Abstract

Xylophagous insects derive nutrients from intractable substrates by producing or ingesting cellulolytic enzymes, or by maintaining associations with symbiotic microbes. Wood-boring cerambycid beetle larvae sometimes house maternally-transmitted endosymbiotic yeasts that are presumed to provide their hosts with nutritional benefits. These are thought to be absent from species in the large subfamily Lamiinae; nevertheless yeasts have been repeatedly isolated from the guts of neotropical lamiines.
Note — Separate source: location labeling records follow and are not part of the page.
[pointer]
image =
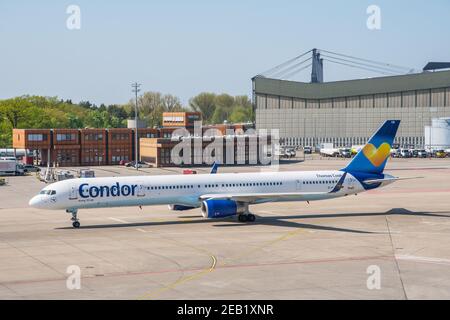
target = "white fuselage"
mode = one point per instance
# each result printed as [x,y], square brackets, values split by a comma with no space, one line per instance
[186,190]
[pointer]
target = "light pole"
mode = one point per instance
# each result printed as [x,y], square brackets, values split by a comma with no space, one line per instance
[136,89]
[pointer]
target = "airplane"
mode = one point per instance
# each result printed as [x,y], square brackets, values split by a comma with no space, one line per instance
[221,195]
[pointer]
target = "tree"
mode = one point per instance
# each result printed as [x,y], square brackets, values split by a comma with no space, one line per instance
[15,110]
[171,103]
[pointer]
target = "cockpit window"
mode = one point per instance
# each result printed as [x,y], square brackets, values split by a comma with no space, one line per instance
[48,192]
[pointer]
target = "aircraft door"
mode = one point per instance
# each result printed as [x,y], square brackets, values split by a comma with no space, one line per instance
[298,186]
[351,183]
[73,195]
[141,190]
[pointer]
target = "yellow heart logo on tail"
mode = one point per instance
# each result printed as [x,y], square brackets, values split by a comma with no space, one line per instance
[377,156]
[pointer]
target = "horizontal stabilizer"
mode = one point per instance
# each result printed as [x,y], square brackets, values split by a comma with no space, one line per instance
[370,181]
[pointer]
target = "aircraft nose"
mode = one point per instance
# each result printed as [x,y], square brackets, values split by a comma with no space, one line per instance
[35,202]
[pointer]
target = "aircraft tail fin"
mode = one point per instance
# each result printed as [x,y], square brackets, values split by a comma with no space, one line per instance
[373,156]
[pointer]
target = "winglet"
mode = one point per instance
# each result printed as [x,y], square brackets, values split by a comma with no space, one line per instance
[214,168]
[340,184]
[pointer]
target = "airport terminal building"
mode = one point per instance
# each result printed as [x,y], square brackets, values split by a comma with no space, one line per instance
[347,112]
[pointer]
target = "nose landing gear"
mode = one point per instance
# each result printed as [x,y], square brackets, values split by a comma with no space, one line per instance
[246,217]
[75,222]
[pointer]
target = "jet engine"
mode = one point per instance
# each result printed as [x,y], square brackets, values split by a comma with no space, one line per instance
[221,208]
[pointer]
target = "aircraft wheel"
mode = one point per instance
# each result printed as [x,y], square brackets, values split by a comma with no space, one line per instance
[242,218]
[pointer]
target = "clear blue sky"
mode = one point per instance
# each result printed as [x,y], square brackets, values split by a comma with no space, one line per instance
[186,47]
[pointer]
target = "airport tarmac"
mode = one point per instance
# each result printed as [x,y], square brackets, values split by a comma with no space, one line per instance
[332,249]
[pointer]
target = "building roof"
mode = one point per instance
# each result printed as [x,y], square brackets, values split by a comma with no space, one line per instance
[336,89]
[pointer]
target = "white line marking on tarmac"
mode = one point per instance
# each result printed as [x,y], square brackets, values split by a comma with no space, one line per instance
[118,220]
[423,259]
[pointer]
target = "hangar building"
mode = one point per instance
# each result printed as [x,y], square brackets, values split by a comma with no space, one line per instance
[347,112]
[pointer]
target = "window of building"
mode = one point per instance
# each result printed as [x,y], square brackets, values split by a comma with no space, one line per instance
[37,137]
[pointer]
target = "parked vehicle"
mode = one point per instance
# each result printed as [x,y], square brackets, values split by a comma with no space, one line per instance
[439,154]
[307,150]
[140,164]
[10,168]
[395,153]
[419,153]
[30,168]
[345,152]
[86,173]
[290,152]
[356,148]
[404,153]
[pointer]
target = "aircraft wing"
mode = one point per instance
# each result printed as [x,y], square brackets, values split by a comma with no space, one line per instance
[252,197]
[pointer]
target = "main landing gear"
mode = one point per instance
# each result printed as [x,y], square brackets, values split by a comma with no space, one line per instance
[75,222]
[246,217]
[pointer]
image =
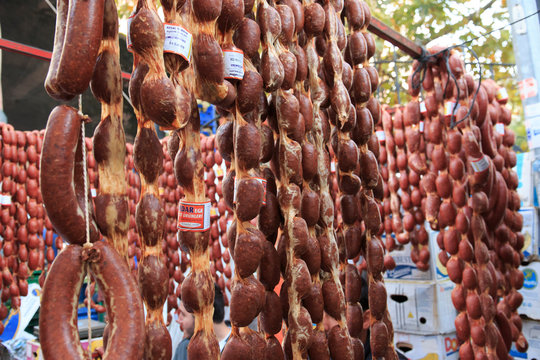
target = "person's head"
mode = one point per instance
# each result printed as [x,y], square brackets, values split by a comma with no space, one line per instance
[219,306]
[186,321]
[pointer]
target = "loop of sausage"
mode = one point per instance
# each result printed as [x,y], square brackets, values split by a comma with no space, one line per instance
[61,176]
[58,332]
[123,303]
[79,27]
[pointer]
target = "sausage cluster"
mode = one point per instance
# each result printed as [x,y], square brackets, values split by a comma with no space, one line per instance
[86,49]
[155,101]
[469,196]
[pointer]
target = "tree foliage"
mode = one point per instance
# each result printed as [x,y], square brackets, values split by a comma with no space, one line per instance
[451,22]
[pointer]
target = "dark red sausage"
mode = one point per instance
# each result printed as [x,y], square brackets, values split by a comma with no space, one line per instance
[62,183]
[79,28]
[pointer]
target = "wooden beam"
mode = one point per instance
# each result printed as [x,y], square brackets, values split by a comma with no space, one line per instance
[385,32]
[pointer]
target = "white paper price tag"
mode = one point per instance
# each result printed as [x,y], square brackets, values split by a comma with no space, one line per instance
[449,108]
[178,41]
[502,95]
[234,64]
[480,164]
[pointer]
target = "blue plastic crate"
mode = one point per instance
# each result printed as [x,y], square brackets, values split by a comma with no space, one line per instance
[82,313]
[208,118]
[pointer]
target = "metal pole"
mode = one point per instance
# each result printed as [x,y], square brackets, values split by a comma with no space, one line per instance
[385,32]
[396,79]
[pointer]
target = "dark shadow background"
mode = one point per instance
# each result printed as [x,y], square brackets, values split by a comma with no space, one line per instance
[26,104]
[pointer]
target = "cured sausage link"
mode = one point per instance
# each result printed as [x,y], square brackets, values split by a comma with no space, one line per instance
[58,333]
[62,183]
[79,28]
[122,300]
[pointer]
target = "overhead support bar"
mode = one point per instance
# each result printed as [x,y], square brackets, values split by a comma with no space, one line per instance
[385,32]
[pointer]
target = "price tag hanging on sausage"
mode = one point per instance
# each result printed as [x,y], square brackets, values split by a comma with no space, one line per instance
[178,41]
[234,64]
[480,165]
[194,216]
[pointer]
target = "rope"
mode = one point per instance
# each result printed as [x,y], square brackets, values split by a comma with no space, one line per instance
[425,59]
[87,223]
[51,6]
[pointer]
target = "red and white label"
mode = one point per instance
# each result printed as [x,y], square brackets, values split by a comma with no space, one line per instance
[502,95]
[234,64]
[263,183]
[194,216]
[449,108]
[5,200]
[128,37]
[423,109]
[178,41]
[480,165]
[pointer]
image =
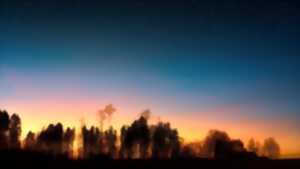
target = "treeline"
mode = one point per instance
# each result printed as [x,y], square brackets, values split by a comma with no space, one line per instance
[136,141]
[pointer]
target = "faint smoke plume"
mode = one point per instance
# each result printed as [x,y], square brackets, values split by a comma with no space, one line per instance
[146,114]
[271,148]
[106,113]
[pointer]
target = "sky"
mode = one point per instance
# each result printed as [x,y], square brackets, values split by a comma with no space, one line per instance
[229,65]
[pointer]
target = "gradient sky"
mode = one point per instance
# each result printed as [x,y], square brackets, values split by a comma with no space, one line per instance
[229,65]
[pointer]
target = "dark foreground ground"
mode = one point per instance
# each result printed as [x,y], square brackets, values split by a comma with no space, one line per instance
[30,160]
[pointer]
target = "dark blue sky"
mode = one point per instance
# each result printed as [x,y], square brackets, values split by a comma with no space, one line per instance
[243,53]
The objective of this study was to conduct transmission electron microscopy (TEM) studies of cerambycid larval midgut tissues to determine if gut yeasts were intracellular, or simply present in the gut lumen. Nine cerambycid larvae were harvested from two trees in the Brazil nut family (Lecythidaceae) in the rain forest of SE Peru; seven were identified using mtDNA sequence data and processed for TEM. Yeasts cultured from larval frass or exuvia, and identified with rDNA sequence data, were identical or similar to yeasts previously isolated from beetles. In TEM analyses yeast cells were found only in the gut lumens, sometimes associated with fragments of thick-walled xylem cells. Apparent bacteriocytes were found in either midgut or fat body tissue of three larval specimens, including two lamiines. This is the first report of a potential fat body symbiosis in a cerambycid beetle. Future studies of cerambycid symbiosis should distinguish the identities and potential roles of free-living organisms in the gut lumen from those of organisms harbored within gut epithelial or fat body tissue.